Scheduling ACE diff Operations (Beta)

ACE supports automated scheduling of table-diff and repset-diff operations through configuration settings in ace_config.py. This allows for regular consistency checks without manual intervention.

Configuring Jobs

In ace_config.py, you define jobs and their schedules in two separate lists:

# Define the jobs
schedule_jobs = [
    {
        "name": "t1",
        "cluster_name": "my_cluster",
        "table_name": "public.users"
    },
    {
        "name": "t2",
        "cluster_name": "my_cluster",
        "table_name": "public.orders",
        "args": {
            "max_cpu_ratio": 0.7,
            "batch_size": 1000,
            "block_rows": 10000,
            "nodes": "all",
            "output": "json",
            "quiet": False,
            "dbname": "mydb"
        }
    }
]

Define the schedule for each job

schedule_config = [
    {
        "job_name": "t1",
        "crontab_schedule": "0 0 * * *",    # Run at midnight
        "run_frequency": "30s",             # Alternative to crontab
        "enabled": True,
        "rerun_after": "1h"                # Rerun if diff found after 1 hour
    },
    {
        "job_name": "t2",
        "crontab_schedule": "0 */4 * * *",  # Every 4 hours
        "run_frequency": "5m",              # Alternative to crontab
        "enabled": True,
        "rerun_after": "30m"
    }
]

Job Configuration Options

Each job in schedule_jobs supports:

  • name (required): Unique identifier for the job
  • cluster_name (required): Name of the cluster
  • table_name OR repset_name (required): Fully qualified table name or repset name
  • args (optional): Dictionary of table-diff parameters
    • max_cpu_ratio: Maximum CPU usage ratio
    • batch_size: Batch size for processing
    • block_rows: Number of rows per block
    • table_filter: SQL WHERE clause used to filter rows for comparison
    • nodes: Nodes to include
    • output: Output format ["json", "csv", "html"]
    • quiet: Suppress output
    • dbname: Database name

Schedule Configuration Options

Each schedule in schedule_config supports:

  • job_name (required): Name of the job to schedule (must match a job name)
  • crontab_schedule: Cron-style schedule expression
  • run_frequency: Alternative to crontab, using time units (e.g., "30s", "5m", "1h")
  • enabled: Whether the schedule is active (default: False)
  • rerun_after: Time to wait before rerunning if differences found

Time Formats

  • Cron Format: * * * * * (minute hour day_of_month month day_of_week)

    • Examples:
      • 0 0 * * *: Daily at midnight
      • 0 */4 * * *: Every 4 hours
      • 0 0 * * 0: Weekly on Sunday
  • Run Frequency Format: <number><unit>

    • Units: "s" (seconds), "m" (minutes), "h" (hours)
    • Minimum: 5 minutes
    • Examples:
      • "30s": Every 30 seconds
      • "5m": Every 5 minutes
      • "1h": Every hour

Starting and Stopping the Scheduler

The scheduler starts automatically when ACE is started.

./pgedge start ace

To stop the scheduler:

./pgedge stop ace

Best Practices

  1. Resource Management:
    • Stagger schedules to avoid overlapping resource-intensive jobs
    • Set appropriate max_cpu_ratio, block_rows, and batch_size values based on the table size and expected load
  2. Frequency Selection:
    • Use crontab_schedule for specific times
    • Use run_frequency for regular intervals

Scheduling Auto-Repair Jobs (Beta)

The auto-repair module automatically monitors and repairs data inconsistencies in your cluster. It runs as a background process, periodically checking for inconsistencies and applying repairs based on configured settings.

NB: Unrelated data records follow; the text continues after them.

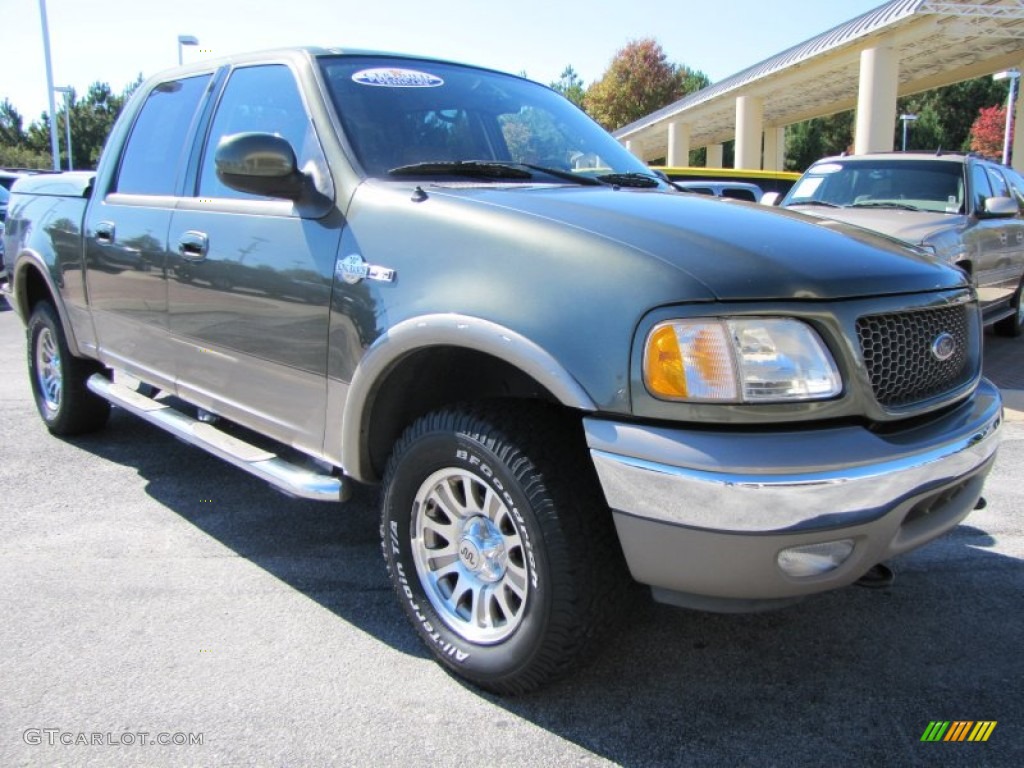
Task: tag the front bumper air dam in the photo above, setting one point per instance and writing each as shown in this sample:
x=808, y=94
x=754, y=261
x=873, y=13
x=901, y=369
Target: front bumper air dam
x=702, y=515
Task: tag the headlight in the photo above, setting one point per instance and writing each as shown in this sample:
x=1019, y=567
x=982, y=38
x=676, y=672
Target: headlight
x=738, y=359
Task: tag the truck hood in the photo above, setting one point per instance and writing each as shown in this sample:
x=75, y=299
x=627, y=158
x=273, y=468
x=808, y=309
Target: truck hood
x=738, y=251
x=909, y=226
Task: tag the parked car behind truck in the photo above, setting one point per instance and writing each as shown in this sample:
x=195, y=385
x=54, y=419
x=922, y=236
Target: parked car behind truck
x=397, y=271
x=964, y=209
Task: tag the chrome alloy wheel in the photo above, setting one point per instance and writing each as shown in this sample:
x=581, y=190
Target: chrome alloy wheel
x=470, y=556
x=48, y=371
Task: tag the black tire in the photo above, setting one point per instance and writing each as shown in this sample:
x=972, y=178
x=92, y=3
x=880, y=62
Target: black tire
x=499, y=543
x=62, y=399
x=1013, y=326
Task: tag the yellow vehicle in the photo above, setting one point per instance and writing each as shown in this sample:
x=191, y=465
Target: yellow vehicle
x=767, y=181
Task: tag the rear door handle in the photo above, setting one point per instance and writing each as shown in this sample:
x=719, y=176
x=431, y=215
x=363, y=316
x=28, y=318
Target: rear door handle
x=194, y=246
x=104, y=232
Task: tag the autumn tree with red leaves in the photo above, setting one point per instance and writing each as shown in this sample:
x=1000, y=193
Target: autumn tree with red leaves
x=988, y=132
x=639, y=80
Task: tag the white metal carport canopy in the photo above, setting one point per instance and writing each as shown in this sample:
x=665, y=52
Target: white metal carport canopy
x=902, y=47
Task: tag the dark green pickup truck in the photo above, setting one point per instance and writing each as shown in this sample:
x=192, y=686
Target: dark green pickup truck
x=335, y=266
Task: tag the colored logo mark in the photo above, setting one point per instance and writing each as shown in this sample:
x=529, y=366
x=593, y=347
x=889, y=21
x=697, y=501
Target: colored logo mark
x=958, y=730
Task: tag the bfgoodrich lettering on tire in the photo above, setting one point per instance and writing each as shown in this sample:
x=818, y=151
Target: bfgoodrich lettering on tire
x=499, y=544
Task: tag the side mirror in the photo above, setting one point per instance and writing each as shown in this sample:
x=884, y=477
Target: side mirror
x=1000, y=207
x=259, y=164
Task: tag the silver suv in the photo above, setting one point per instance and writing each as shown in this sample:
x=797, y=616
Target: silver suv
x=965, y=210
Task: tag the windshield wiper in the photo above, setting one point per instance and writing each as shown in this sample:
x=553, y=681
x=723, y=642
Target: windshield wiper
x=474, y=168
x=644, y=180
x=900, y=206
x=487, y=169
x=822, y=203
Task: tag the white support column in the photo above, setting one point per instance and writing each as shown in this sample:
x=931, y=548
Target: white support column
x=877, y=100
x=634, y=146
x=679, y=144
x=774, y=147
x=1017, y=161
x=750, y=119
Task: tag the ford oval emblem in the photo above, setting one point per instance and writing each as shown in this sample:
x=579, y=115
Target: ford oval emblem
x=943, y=347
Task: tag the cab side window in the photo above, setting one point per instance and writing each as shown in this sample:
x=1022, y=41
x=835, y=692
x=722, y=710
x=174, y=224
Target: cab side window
x=999, y=188
x=262, y=99
x=980, y=188
x=155, y=152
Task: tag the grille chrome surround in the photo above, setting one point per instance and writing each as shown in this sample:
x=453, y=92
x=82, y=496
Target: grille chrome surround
x=899, y=354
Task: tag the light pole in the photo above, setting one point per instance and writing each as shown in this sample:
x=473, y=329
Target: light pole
x=906, y=119
x=1012, y=75
x=54, y=148
x=184, y=40
x=69, y=92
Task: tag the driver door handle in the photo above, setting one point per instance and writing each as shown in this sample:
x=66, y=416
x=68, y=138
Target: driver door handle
x=194, y=246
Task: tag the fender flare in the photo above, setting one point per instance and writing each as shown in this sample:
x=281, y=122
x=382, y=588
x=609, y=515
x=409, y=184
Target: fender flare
x=415, y=334
x=30, y=259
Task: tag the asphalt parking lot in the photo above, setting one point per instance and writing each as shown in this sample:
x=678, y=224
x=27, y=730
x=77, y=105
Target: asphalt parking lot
x=150, y=589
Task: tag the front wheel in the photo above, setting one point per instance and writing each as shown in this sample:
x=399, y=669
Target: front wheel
x=58, y=378
x=499, y=544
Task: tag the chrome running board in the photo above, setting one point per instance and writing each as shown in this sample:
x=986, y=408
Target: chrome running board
x=286, y=476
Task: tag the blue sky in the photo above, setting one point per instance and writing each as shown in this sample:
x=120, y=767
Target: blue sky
x=115, y=40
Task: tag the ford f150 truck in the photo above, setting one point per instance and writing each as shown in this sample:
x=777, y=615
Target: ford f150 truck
x=334, y=266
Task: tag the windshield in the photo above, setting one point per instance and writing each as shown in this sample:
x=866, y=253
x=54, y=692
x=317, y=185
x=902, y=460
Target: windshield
x=910, y=184
x=404, y=118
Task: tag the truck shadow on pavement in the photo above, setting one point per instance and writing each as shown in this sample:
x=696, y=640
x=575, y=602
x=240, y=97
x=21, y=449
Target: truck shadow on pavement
x=848, y=678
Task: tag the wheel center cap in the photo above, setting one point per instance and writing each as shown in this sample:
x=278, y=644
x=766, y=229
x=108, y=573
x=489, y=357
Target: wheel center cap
x=481, y=550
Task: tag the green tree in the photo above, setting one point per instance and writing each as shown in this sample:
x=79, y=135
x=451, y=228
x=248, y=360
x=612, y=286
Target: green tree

Configuring auto-repair Jobs

Auto-repair settings are defined in ace_config.py:

auto_repair_config = {
    "enabled": False,
    "cluster_name": "eqn-t9da",
    "dbname": "demo",
    "poll_frequency": "10m",
    "repair_frequency": "15m"
}

Configuration Options

  • enabled: Enable/disable auto-repair functionality (default: False)
  • cluster_name: Name of the cluster to monitor
  • dbname: Database name to monitor
  • poll_interval: How often the Spock exception log is polled to check for new exceptions.
  • repair_frequency: How often to repair exceptions that have been detected.

Time Intervals

You can specify the time intervals for execution in either cron format or in a simple frequency format. Both poll_interval and status_update_interval accept time strings in the following formats:

Cron Format: * * * * * (minute hour day_of_month month day_of_week); for example:

  • 0 0 * * *: Daily at midnight
  • 0 */4 * * *: Every 4 hours
  • 0 0 * * 0: Weekly on Sunday

Run Frequency Format: <number><unit>; for example:

  • Units: "s" (seconds), "m" (minutes), "h" (hours)
  • Minimum: 5 minutes
  • Examples:
    • "30s": Every 30 seconds
    • "5m": Every 5 minutes
    • "1h": Every hour

Note: The minimum frequency allowed is 5 minutes. However, you can modify that time by editing the MIN_RUN_FREQUENCY variable in ace_config.py.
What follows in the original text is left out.